Due to the lack of a definite relationship between decorrelation time and speed, the inverse decorrelation time (1/ τc) is often used as an estimate for absolute speed (Eq. 2). To determine the linearity between this proxy for absolute speed versus true values, we designed a controlled microcapillary flow system and performed LSCI over multiple flow rates. Despite our inability to image the controlled microcapillary flow apparatus at exposure durations shorter than 4 ms, we were able to fit our multi-exposure LSCI dataset to Eq. 4 and demonstrate a linear increase in relative τ with respect to increasing flow rates (Fig. 5E,F). In this curve-fitting exercise, the values of β, τ0, and ϑn were initially estimated by fitting the multi-exposure dataset at 10 μL/min flow rate to the speckle correlation model described by Eq. 4. The speckle correlation model was simplified with the assumption that the fraction of total dynamically scattered light (ρ) was 1 due to the absence any static scattering material between the LSCI optical setup and glass microcapillary tube. The decorrelation value, τc for each flow rate was subsequently estimated while maintaining the value of β constant.

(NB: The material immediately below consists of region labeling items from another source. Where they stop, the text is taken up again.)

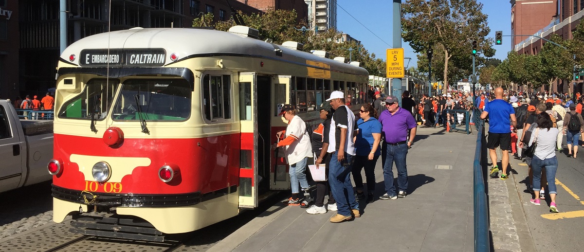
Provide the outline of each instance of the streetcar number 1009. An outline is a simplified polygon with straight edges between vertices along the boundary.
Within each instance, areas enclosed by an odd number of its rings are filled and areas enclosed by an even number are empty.
[[[90,181],[85,180],[85,191],[98,191],[100,187],[103,187],[103,191],[106,192],[120,193],[121,192],[121,183],[117,182],[106,182],[100,184],[98,181]]]

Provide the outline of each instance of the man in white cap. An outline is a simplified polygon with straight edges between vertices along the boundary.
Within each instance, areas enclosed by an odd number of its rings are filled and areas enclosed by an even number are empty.
[[[359,204],[355,200],[351,183],[353,158],[356,154],[353,133],[357,129],[355,115],[345,105],[345,94],[333,91],[326,99],[335,109],[331,120],[329,146],[327,152],[332,153],[329,166],[329,183],[336,200],[337,214],[331,218],[331,222],[338,223],[361,216]]]

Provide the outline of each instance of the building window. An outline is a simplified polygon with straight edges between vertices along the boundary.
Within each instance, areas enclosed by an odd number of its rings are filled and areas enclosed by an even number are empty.
[[[225,10],[222,9],[219,10],[219,20],[225,21]]]
[[[190,15],[191,16],[199,15],[199,5],[200,2],[196,0],[190,0]]]
[[[8,23],[6,20],[0,20],[0,40],[8,39]]]
[[[207,13],[210,13],[211,14],[215,13],[214,11],[215,7],[213,7],[209,5],[206,5],[206,6],[207,6]]]

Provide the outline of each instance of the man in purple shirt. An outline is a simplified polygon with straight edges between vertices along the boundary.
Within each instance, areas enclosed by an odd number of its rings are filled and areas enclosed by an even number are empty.
[[[412,114],[399,107],[398,98],[389,96],[385,100],[387,110],[381,113],[379,121],[381,123],[381,135],[385,141],[383,142],[382,158],[383,164],[383,178],[385,184],[385,194],[379,197],[381,200],[395,200],[405,198],[408,194],[408,169],[405,160],[408,149],[412,146],[416,136],[418,124]],[[408,132],[409,132],[409,141]],[[394,186],[394,162],[398,170],[398,188],[395,194]]]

While there is a direct linear relationship between our LSCI based estimates of flow rate and true values, a slope greater than 1 suggests that the error between LSCI based measurements and true values increases at higher flow rates (Fig. 5F). Increasing the laser power and improving our ability to perform LSCI at shorter exposure durations while maintaining constant illumination will critically enhance the sensitivity of our system to high flow rates and consequently enhance our ability to demonstrate a 1:1 increase in LSCI based flow estimates with true values. Nevertheless, that the current LSCI system can be used to determine relative changes to blood flow in an in vivo setting is highly encouraging for potential use as a diagnostic tool. We have demonstrated that modifying the Micron IV fundus camera into a retinal LSCI system has enabled non-invasive, widefield, and rapid assessments of retinal perfusion in mouse models. By achieving a 1:1 relationship between LSCI measurements and absolute values, we aim to eventually calibrate our retinal LSCI modality to derive absolute measures of particle speed.

Conclusions

Developing a LSCI system for retinal imaging in small rodent models may offer a vital tool for studying the physiologic consequences of retinal vascular diseases on retinal hemodynamics prior to and even in the absence of clinically detectable complications which develop in late stage of disease. Consequently, a tool which can effectively study retinal hemodynamics in the early stages of disease can also help to identify novel biomarkers for monitoring disease progression and treatment efficacy in the pre-symptomatic stage of disease. Here we modify a commercial fundus camera into a relatively low-cost, co-axial, and adaptable LSCI system which can deliver temporally and spatially processed speckle contrast images with high spatial and temporal resolution, respectively. With the multi-exposure LSCI approach presented by Parthasaraty et al., we also demonstrate linearity in our τc based estimates of flow rate with true values in a controlled microcapillary flow apparatus. The current optical design and imaging strategy is advantageous for generating contrast-free and wide-field speckle contrast maps of primary and some secondary and tertiary retinal blood vessels without the need for costly high-power lasers or cameras with high frame capture rates. These contrast maps can also be used to determine relative changes to flow rate in primary arterioles and venules in response to blood flow altering stimuli. However, improving the linearity in relative flow estimates and resolution of capillaries and secondary and tertiary blood vessels is a critical consideration in designing a robust LSCI system for studying diseases such as diabetic retinopathy, glaucoma, and Alzheimer’s disease which affect the smaller retinal microvascular networks. In such as case, laser penetration, laser power, camera exposure, and incident light illumination become paramount design factors.